Il disco rigido che muore, la TV che ripara, proponendo quel "Il diritto di uccidere" (t.o. "Eye in the sky", 2015) che Frd anticipò smaniante sulle nefandezze di scienze e tecnologia in campo bellico. La pellicola del sudafricano Gavin Hood, se non è una critica profonda e accorata al militarismo, ha dalla sua l'onestà di non filtrare l'aria fognale che si respira in certi gabinetti. Il calcolo delle conseguenze, mai umane sempre economiche, ci ha posto dietro un display.
"In guerra la prima vittima è la verità" diceva Eschilo. A Nairobi, Kenya, ma non solo i Servizi Segreti (SS) britannici, ma anche kenioti cooperano fruttuosamente col governo somalo. Nell'operazione "Airone", un "occhio dal cielo" consente la sola umanità dei generali. Camera Colibrì, Scarabeo, affascinanti e innocui dispositivi di sorveglianza e punizione.
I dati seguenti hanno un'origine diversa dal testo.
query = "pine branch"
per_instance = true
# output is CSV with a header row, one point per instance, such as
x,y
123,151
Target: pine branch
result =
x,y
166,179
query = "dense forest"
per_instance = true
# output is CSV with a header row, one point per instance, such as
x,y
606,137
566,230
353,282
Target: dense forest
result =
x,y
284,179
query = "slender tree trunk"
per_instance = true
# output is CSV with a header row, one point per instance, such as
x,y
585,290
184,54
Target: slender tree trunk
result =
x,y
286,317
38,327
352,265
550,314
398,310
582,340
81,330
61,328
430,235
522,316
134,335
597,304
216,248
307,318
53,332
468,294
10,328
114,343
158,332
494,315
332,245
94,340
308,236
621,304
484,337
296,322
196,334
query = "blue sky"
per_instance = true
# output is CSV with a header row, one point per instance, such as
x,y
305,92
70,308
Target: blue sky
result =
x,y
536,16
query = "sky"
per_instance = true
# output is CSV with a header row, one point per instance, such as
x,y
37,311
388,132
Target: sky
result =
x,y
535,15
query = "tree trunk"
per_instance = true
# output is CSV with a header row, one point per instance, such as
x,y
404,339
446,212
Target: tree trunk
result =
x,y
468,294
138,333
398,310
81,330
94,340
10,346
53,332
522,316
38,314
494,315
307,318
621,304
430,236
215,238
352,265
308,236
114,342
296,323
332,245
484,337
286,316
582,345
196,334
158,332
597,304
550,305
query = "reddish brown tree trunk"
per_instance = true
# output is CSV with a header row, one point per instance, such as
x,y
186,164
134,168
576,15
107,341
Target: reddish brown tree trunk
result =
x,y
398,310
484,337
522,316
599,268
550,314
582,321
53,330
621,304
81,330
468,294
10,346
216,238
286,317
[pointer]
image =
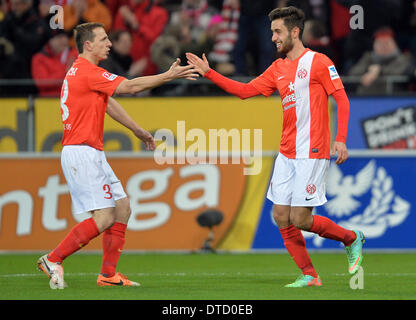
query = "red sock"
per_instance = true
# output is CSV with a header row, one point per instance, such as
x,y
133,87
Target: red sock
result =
x,y
113,241
78,237
330,230
295,245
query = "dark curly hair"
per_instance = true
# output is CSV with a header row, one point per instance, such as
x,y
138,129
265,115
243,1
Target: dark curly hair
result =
x,y
292,17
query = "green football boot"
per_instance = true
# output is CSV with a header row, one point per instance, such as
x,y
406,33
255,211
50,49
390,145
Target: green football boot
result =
x,y
355,253
305,281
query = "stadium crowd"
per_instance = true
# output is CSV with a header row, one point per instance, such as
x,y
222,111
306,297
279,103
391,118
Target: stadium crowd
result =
x,y
147,35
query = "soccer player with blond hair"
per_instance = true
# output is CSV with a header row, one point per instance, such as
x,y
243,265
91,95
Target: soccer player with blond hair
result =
x,y
86,96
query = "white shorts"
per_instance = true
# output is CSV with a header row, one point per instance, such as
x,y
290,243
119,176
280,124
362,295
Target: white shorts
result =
x,y
298,182
91,181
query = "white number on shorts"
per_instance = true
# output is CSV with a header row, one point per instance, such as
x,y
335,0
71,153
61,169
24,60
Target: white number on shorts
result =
x,y
64,96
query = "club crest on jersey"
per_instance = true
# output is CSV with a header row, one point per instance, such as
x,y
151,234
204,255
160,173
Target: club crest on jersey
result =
x,y
302,73
109,76
333,72
310,189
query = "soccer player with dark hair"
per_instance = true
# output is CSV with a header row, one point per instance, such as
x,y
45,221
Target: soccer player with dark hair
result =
x,y
94,188
304,79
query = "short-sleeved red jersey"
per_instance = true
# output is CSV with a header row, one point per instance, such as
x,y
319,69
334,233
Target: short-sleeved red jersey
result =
x,y
304,85
84,98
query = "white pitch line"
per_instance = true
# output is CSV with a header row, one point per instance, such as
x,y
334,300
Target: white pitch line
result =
x,y
206,274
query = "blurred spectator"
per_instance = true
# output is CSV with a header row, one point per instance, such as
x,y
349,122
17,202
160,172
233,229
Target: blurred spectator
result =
x,y
172,44
26,32
115,5
385,59
316,38
221,55
52,63
119,60
254,33
377,14
4,8
81,11
145,22
193,18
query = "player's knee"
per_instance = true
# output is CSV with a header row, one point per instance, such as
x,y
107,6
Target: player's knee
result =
x,y
123,209
299,222
281,220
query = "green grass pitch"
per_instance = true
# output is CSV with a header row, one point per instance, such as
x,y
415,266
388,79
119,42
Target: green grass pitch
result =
x,y
259,276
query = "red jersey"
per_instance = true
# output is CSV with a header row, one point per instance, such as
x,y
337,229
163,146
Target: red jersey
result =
x,y
304,85
84,98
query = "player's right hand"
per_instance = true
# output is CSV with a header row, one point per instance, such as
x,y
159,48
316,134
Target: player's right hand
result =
x,y
200,65
176,71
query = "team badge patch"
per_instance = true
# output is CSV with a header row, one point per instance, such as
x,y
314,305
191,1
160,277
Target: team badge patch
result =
x,y
333,72
302,73
109,76
310,189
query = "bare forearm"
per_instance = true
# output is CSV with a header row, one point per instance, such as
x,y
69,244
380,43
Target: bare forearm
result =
x,y
142,83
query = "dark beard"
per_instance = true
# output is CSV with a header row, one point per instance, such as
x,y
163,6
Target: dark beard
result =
x,y
287,46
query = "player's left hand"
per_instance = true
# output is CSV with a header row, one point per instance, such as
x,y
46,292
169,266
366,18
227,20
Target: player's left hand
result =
x,y
340,149
147,138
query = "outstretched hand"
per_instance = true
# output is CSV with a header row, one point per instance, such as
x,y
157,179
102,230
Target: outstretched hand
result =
x,y
147,139
201,65
176,71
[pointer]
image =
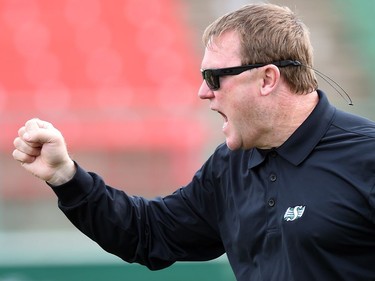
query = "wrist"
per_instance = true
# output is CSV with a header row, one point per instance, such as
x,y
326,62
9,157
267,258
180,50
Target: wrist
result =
x,y
63,175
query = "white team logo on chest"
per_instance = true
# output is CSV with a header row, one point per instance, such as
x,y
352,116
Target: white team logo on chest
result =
x,y
293,213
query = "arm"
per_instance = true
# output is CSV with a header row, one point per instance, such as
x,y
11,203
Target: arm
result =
x,y
155,233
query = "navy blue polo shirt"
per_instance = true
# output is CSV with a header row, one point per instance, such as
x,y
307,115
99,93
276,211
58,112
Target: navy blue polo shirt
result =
x,y
302,211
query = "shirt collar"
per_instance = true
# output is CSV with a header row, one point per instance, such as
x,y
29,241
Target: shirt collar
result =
x,y
300,144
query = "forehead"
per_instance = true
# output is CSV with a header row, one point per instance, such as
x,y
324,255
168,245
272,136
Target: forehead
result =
x,y
222,51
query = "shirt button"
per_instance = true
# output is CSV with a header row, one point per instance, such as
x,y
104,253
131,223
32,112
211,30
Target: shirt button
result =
x,y
273,153
271,202
273,177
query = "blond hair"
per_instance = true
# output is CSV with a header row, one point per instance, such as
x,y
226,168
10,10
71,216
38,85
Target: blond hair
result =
x,y
270,33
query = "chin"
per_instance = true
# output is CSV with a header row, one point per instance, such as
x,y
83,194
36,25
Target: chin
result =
x,y
233,146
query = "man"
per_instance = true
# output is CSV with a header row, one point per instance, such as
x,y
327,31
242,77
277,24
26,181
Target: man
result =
x,y
290,196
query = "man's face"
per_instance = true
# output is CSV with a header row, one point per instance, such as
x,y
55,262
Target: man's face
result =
x,y
237,99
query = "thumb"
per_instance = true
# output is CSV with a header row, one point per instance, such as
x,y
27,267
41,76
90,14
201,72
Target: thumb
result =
x,y
37,131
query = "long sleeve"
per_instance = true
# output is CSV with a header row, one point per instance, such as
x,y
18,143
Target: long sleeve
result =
x,y
155,233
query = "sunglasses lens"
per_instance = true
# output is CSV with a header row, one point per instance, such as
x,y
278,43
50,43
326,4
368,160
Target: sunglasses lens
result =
x,y
211,80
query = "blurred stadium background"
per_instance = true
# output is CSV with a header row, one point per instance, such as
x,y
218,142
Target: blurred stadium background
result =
x,y
119,78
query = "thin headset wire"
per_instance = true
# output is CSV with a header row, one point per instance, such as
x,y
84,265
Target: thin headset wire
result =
x,y
334,84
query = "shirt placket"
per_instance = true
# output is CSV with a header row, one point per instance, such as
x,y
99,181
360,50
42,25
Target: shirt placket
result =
x,y
271,199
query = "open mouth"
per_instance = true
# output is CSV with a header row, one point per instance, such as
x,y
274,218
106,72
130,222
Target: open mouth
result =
x,y
225,119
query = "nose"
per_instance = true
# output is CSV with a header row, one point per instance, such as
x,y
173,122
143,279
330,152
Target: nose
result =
x,y
205,92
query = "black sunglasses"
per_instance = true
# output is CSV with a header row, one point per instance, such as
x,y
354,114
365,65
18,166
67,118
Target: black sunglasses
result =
x,y
212,75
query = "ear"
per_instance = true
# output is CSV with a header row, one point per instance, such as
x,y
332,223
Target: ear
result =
x,y
270,79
L'utilizzo duale degli strumenti di morte, il civile gioca con gli aquiloni mentre il militare miete vittime. Hellfire su quel tetto, legalmente (l'accordo si trova), secondo le necessità belliche. Tra impietosi rimbalzi burocratici, con gli statunitensi più disinvolti, Helen Mirren è una perfetta guerrafondaia.
Interessante su rapporti e dinamiche tra vari interessi e forces. Senza reazione, chini verso il prossimo ordine (coi fugaci rimorsi dei novellini, mica delle mele buone). "Se solo fosse così semplice", intendono ammazzare senza chiedere. Al di là della bambina, bello scontro leale: come se la differenza risiedesse nel fatto che sia sopravvissuta o no. Ma sì una differenza la fa: ammazzandola il film resta onesto. Pretestuosa estetica con l'hula-hoop, ma il finale è più acuminato di quanto appaia (sono i "terroristi" a traportare il corpo all'ospedale).